Zmarł pionier kubańskiego ruchu dysydenckiego
Gustavo Arcos, pionier kubańskiego ruchu
dysydenckiego, zmarł w szpitalu w wieku 79 lat, w wyniku
powikłań po zapaleniu płuc - poinformował wieczorem Kubański
Komitet Obrony Praw Człowieka (CCPDH), którego Arcos był twórcą i
przewodniczącym.
08.08.2006 | aktual.: 08.08.2006 22:59
Arcos, z wyznania katolik, z przekonania liberał i demokrata, przyłączył się w młodości do ruchu Fidela Castro i uczestniczył w lipcu 1953 roku w nieudanym ataku na koszary Moncada, od którego rozpoczęła się zbrojna walka kubańskich sił postępowych i demokratycznych z ówczesnym reżimem Batisty. W ataku tym został ranny.
Po porażce powstańców w 1953 roku udał się na emigrację. W latach pięćdziesiątych działał w wielu krajach Ameryki, w tym w USA, organizując pomoc dla kubańskiego ruchu oporu. Po zwycięstwie kubańskiej rewolucji w 1959 roku Arcos pozostawał związany z nowymi władzami kubańskimi pod wodzą Castro jeszcze przez kilka lat, współdziałając z nimi w pierwszym, demokratycznym okresie nowej władzy. W latach 1960 - 1964 był ambasadorem Kuby w Brukseli.

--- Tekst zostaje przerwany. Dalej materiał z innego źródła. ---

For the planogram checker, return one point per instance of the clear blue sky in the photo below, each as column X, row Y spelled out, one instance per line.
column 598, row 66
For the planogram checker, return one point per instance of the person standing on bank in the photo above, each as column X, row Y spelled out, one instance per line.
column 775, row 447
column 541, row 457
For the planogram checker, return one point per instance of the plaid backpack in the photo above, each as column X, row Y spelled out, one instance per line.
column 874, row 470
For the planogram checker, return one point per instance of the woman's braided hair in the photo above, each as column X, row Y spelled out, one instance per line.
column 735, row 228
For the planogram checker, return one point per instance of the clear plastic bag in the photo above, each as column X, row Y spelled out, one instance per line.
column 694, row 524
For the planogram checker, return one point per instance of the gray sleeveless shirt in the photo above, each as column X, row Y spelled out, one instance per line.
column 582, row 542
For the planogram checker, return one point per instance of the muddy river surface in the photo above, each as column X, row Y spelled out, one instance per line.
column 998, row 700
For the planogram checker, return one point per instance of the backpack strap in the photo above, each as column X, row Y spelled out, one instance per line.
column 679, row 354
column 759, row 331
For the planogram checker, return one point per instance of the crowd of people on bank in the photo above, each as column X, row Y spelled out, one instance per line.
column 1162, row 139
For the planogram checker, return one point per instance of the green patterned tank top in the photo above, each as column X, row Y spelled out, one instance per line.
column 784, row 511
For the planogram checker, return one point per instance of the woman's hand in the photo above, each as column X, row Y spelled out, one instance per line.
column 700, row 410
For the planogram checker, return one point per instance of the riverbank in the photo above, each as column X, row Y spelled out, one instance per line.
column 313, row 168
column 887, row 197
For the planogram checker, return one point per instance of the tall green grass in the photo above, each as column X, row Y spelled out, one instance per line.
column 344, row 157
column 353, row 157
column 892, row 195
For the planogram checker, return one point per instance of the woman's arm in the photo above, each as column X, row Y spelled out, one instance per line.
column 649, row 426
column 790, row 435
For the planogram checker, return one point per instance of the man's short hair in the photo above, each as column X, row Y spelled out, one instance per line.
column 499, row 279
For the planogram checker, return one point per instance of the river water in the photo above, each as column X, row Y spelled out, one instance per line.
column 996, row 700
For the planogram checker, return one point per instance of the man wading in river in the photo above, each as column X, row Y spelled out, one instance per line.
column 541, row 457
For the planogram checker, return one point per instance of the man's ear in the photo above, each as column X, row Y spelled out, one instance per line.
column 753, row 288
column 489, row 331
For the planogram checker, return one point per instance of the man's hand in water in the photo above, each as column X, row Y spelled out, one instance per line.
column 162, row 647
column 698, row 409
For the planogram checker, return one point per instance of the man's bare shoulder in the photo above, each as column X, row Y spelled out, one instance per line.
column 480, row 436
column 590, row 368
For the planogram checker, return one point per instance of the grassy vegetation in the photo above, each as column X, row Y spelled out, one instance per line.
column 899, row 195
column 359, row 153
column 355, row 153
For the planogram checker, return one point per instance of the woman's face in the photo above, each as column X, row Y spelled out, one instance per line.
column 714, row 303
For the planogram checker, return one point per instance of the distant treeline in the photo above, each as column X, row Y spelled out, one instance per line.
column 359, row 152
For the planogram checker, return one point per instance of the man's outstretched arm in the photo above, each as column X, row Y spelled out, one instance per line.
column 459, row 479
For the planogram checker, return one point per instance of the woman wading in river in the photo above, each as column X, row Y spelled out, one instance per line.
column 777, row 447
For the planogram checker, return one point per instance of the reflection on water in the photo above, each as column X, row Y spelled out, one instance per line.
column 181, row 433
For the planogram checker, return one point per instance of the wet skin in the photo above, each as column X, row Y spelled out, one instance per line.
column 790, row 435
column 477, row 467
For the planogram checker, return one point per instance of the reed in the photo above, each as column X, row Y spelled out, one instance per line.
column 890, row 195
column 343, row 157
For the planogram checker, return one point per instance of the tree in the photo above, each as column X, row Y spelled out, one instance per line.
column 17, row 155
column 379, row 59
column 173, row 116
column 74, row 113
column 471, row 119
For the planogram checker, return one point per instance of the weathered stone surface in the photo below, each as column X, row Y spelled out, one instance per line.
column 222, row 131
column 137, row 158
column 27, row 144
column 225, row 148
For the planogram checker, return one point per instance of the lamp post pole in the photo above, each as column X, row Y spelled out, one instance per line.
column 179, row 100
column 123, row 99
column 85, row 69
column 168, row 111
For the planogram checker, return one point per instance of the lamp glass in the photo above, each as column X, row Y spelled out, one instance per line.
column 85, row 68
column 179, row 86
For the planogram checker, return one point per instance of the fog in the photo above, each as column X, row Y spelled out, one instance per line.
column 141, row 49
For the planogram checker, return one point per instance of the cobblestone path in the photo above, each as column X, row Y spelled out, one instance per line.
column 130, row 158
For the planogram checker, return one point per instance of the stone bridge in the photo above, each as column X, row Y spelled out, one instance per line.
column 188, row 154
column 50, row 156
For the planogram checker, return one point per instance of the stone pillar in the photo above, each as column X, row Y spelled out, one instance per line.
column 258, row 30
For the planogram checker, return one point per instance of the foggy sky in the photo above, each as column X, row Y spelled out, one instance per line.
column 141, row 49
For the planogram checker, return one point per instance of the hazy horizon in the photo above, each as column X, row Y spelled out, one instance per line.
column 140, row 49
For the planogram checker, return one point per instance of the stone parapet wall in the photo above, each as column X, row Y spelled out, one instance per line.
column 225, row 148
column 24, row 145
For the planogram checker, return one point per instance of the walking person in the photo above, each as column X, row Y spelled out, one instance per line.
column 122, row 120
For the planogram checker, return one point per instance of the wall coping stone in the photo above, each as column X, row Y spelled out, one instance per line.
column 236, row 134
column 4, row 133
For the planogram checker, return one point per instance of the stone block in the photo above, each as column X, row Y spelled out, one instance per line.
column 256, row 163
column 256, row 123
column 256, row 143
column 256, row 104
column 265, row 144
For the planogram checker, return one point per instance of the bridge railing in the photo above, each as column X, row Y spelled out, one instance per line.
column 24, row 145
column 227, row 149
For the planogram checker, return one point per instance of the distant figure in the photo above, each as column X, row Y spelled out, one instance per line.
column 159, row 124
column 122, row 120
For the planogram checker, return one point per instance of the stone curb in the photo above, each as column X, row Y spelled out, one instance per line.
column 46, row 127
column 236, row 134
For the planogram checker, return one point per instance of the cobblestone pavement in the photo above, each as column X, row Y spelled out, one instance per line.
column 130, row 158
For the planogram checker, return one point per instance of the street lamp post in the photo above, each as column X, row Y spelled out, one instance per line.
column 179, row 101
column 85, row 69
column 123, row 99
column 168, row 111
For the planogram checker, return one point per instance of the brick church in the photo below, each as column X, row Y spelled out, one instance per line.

Po powrocie z Europy Arcos rozpoczął otwartą krytykę reżimu Castro, który w pierwszej połowie lat sześćdziesiątych wybrał drogę socjalistycznego rozwoju i bliskich powiązań z Moskwą. Został wtrącony do więzienia, gdzie przebywał dwukrotnie - w latach 1966-69, a następnie 1982-88. Za pierwszym razem skazano go za zdradę, druga kara spotkała go za "próbę nielegalnego opuszczenia terytorium kraju".